Is the military running US foreign policy?
It is beyond any doubt that the U.S. military and administration knew that the People’s Protection Units (YPG), their pick as ground partner against the Islamic State of Iraq and the Levant (ISIL), had organic ties with the Kurdistan Workers’ Party (PKK), which Washington officially recognizes as a terrorist group.
When Senator Lindsay Graham openly asked then Secretary of Defense Ashton Carter on April 28, 2016 why the Barack Obama administration wanted to send heavier arms to the YPG, Carter confirmed knowledge of those relations.
The YPG is the armed wing of the Democratic Union Party (PYD), which is the political wing of the PKK in Syria. They share the same leadership (when they enlist members pledge alliance to the PKK’s founding leader Abdullah Öcalan, currently in a Turkish jail), the same budget, the same arsenal, the same chain of command from the Kandil Mountains in Iraq, and the same pool of militants. So the PYD/YPG is actually not a “PKK-affiliated” group, it is a sub-geographical unit of the same organization.

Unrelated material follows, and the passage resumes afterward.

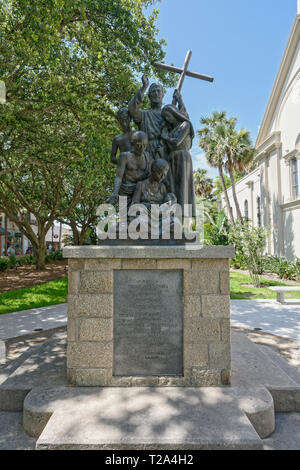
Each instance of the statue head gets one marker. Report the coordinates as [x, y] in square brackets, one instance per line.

Öcalan was arrested by Turkey’s National Intelligence Organization (MİT) on Feb. 15, 1999 as he was leaving the Greek Embassy in Kenya, thanks to the help of the CIA authorized by then U.S. President Bill Clinton.
Knowing that the YPG and the PKK are effectively equal, and legally not wanting to appear to be giving arms to a terrorist organization, the U.S. military already asked the YPG to “change the brand” back in 2015. U.S. Special Forces Commander General Raymond Thomas said during an Aspen Security Forum presentation on July 22, 2017 that he had personally proposed the name change to the YPG.
“With about a day’s notice [the YPG] declared that it was now the Syrian Democratic Forces [SDF],” Thomas said to laughter from the audience.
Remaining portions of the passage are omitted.